Guided Wave-Gaussian Mixture Model for Damage Quantification Under Uncertainty
The guided wave (GW) based structural health monitoring method has been a promising method because this method can cover a wide monitoring range and it is sensitive to small damage. However, online damage quantification is difficult as damage initiation and growth are affected by various uncertainties. In addition, various time-varying conditions introduce uncertainty effects on GW features, resulting in a decrease in the accuracy of damage quantification. Therefore, a multi-source feature fusion Gaussian mixture model (MSFF-GMM) is proposed to improve the accuracy of damage quantification. Firstly, MSFF-GMM is constructed by fusing the feature information from multiple channels and multiple specimens under time-varying conditions. Then, the migration index calculated by Kullback-Leibler divergence is used to measure the difference between the GMMs constructed at different damage degrees.
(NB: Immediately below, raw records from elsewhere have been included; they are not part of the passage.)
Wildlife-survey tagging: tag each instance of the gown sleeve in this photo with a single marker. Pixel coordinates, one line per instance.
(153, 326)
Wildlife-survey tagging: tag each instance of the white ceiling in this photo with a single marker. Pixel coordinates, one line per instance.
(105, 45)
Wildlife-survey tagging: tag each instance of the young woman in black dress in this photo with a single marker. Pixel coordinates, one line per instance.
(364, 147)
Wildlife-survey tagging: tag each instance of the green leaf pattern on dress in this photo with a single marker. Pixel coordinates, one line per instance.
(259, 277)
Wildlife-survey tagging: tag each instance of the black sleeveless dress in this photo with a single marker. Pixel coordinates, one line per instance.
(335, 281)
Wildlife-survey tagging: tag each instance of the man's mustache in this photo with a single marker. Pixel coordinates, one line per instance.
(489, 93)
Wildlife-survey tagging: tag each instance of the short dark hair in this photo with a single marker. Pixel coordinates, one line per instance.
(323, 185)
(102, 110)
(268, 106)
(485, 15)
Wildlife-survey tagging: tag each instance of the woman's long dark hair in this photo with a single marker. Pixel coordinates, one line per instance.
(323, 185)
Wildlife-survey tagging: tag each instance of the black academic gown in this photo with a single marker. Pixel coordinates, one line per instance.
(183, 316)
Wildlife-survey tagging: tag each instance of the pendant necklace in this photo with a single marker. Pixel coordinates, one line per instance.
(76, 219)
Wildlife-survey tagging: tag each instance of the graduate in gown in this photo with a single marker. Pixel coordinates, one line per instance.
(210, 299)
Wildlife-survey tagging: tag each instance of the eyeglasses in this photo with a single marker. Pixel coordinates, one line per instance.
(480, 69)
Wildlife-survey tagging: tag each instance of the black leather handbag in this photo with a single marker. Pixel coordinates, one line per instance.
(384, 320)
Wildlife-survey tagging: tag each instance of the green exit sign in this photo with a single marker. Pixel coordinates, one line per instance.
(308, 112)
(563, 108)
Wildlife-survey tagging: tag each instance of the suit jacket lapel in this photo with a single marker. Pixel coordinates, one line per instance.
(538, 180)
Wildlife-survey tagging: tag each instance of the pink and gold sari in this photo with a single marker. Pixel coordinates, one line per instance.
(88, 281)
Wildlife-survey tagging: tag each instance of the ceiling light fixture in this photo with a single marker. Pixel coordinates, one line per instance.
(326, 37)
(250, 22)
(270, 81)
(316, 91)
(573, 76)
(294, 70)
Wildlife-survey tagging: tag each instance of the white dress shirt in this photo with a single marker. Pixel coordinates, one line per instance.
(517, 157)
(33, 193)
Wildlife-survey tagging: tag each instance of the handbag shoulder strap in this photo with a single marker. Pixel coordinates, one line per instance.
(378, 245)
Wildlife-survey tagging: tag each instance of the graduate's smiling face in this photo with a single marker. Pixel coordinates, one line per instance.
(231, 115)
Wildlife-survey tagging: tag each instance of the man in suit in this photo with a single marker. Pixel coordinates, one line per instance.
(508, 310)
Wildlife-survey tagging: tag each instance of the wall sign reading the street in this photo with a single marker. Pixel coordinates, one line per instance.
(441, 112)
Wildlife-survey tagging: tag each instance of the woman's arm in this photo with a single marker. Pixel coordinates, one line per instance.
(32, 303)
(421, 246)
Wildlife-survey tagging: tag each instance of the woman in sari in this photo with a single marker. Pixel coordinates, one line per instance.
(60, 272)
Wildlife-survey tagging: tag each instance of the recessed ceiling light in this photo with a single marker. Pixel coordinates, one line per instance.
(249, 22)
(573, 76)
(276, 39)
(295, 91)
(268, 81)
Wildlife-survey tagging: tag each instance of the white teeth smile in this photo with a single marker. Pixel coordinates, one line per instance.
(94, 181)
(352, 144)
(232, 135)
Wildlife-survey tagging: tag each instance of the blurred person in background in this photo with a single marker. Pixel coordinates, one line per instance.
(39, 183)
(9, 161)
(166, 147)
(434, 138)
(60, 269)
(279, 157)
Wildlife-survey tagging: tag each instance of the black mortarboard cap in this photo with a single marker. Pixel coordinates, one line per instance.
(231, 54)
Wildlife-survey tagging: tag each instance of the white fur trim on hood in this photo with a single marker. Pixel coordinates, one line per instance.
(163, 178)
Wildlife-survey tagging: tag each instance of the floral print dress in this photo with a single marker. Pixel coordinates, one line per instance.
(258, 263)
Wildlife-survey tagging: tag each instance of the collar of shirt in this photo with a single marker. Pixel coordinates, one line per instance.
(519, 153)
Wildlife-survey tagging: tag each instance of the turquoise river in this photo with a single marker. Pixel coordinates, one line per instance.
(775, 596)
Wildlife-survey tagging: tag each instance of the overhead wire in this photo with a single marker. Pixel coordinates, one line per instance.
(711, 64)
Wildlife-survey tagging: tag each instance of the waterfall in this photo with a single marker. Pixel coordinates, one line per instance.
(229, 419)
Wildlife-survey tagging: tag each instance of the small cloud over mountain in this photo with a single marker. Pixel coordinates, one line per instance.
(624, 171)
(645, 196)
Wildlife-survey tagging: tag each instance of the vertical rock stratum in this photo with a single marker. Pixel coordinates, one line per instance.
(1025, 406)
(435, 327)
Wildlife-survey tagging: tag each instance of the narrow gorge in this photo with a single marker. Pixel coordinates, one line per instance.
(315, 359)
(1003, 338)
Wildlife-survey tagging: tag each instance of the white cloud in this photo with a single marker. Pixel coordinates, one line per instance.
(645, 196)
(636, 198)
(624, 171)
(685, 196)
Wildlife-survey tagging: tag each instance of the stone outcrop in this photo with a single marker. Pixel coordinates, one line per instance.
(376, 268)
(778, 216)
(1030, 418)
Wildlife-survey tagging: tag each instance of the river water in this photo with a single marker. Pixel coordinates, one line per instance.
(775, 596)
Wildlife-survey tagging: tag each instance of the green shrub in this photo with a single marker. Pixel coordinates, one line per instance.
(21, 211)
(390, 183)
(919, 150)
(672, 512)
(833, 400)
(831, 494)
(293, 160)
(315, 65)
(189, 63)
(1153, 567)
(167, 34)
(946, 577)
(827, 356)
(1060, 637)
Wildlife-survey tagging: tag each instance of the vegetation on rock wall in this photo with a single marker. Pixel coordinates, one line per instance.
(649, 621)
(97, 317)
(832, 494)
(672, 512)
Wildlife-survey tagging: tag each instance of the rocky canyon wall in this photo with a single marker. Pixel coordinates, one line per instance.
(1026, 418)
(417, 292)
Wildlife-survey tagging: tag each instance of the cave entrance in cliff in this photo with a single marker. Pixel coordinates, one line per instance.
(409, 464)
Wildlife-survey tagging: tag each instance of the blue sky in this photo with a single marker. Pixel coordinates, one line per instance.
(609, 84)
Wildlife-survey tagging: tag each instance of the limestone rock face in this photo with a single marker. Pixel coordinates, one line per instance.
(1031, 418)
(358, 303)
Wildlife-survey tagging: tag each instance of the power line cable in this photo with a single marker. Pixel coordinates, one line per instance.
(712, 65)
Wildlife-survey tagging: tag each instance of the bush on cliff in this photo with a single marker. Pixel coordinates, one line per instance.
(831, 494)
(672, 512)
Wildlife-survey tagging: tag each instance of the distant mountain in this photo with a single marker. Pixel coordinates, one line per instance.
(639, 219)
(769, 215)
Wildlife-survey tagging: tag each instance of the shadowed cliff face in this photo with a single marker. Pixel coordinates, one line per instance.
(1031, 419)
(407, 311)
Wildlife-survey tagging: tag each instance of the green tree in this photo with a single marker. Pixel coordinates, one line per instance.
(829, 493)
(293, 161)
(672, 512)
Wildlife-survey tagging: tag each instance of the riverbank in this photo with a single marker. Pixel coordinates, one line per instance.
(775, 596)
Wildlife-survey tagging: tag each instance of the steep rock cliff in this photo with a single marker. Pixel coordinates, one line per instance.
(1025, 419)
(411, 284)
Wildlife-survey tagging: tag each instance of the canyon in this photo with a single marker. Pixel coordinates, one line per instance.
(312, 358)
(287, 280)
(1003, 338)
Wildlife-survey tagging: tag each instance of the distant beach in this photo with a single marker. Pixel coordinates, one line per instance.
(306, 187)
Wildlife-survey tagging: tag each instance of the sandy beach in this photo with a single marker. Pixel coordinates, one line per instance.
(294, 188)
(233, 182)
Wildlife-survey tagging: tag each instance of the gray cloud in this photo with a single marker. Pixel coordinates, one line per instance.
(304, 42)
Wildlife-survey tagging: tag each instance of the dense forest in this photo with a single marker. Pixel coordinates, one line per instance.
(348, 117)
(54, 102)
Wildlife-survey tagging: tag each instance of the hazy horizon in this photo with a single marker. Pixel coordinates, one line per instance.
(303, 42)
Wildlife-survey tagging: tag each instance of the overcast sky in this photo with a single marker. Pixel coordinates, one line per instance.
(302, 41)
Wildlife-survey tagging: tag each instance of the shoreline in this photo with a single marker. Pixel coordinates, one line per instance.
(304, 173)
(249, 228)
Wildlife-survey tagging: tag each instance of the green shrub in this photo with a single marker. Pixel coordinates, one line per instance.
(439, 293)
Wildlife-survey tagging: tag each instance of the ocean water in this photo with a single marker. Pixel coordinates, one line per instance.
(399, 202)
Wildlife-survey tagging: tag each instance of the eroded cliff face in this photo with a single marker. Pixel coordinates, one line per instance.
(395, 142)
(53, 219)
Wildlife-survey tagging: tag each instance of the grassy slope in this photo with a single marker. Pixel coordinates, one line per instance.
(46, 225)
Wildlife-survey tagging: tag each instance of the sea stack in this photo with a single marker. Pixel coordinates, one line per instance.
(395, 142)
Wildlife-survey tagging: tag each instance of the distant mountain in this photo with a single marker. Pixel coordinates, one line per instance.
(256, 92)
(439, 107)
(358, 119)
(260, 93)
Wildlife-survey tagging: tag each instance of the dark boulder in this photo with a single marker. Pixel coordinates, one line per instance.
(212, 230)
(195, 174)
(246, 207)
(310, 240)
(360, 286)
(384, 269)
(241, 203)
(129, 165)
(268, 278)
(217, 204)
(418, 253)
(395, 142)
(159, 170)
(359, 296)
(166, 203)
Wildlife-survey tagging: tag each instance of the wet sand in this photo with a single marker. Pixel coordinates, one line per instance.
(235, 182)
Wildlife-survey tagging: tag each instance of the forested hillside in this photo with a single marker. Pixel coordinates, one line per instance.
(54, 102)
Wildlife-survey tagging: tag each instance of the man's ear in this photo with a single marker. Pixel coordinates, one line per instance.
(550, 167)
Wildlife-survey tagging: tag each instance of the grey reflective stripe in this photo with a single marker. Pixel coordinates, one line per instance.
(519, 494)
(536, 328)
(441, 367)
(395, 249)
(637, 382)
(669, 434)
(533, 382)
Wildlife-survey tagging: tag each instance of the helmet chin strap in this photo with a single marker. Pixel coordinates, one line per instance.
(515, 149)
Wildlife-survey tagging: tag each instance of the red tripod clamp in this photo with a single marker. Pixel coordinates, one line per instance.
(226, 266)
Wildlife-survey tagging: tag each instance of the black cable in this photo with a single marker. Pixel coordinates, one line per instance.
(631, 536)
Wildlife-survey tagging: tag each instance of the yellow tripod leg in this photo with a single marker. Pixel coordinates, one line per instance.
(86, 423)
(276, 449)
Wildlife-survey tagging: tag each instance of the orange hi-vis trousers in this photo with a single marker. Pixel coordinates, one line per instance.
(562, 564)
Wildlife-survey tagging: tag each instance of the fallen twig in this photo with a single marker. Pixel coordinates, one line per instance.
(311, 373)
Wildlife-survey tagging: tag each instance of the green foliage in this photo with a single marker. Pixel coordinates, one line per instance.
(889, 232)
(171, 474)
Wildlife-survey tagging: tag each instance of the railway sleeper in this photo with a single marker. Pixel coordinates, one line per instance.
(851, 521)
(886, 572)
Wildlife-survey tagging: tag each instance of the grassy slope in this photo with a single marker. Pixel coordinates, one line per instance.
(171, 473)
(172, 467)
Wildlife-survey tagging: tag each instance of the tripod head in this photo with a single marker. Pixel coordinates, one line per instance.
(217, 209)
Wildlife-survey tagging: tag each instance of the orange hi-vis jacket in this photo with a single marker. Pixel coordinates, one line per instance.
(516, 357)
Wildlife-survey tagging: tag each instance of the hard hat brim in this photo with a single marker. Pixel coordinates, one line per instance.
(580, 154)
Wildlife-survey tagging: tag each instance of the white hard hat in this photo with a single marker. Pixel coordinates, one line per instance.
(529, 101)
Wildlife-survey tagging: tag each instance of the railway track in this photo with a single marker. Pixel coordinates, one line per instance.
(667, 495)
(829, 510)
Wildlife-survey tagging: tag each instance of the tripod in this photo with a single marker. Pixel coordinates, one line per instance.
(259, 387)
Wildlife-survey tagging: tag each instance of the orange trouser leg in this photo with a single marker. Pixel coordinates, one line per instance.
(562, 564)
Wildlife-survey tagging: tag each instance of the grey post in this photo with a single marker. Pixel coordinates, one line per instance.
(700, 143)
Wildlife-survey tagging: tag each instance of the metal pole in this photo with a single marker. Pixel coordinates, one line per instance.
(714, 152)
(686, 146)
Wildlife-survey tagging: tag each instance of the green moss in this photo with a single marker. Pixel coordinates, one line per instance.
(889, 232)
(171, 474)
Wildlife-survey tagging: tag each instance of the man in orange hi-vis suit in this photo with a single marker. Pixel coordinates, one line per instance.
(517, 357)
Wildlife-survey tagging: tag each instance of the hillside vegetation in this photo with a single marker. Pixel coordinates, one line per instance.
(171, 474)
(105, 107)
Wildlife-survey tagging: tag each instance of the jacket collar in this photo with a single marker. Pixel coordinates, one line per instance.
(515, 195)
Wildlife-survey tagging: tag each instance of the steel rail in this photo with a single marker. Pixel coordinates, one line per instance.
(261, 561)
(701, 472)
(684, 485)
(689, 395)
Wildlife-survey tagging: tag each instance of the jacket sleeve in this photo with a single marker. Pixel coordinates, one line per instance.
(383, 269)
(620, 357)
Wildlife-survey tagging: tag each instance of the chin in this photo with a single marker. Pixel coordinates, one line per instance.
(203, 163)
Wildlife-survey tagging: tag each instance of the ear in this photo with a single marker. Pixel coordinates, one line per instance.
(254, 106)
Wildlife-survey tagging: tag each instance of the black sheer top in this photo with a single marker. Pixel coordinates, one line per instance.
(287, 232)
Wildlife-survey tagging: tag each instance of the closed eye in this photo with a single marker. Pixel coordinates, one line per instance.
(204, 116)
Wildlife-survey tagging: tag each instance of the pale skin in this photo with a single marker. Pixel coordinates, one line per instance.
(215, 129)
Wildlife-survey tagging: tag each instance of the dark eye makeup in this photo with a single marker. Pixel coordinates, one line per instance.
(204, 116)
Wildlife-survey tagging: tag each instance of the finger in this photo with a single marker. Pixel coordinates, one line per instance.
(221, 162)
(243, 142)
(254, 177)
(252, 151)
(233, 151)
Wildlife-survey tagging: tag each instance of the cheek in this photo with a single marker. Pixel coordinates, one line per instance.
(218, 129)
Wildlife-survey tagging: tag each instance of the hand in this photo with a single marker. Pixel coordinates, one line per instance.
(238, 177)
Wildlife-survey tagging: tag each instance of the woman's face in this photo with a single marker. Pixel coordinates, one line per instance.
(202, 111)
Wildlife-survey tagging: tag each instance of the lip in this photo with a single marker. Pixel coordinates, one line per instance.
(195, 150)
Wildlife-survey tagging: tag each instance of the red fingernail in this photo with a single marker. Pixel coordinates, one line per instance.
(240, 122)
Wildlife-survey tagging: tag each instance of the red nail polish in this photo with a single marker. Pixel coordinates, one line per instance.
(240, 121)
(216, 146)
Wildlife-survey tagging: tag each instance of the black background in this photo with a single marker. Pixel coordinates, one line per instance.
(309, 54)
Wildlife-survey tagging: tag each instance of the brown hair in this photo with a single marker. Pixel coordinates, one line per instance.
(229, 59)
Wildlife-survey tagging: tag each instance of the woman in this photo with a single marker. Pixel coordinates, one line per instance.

Finally, the proposed method is validated for online damage quantification on the typical aircraft lug structure under time-varying dynamic load conditions.
Guided Wave-Gaussian Mixture Model for Damage Quantification Under Uncertainty
Lecture Notes in Civil Engineering
Rizzo, Piervincenzo (editor) / Milazzo, Alberto (editor) / Xu, Qiuhui (author) / Yuan, Shenfang (author) / Ren, Yuanqiang (author) / Wang, Jie (author)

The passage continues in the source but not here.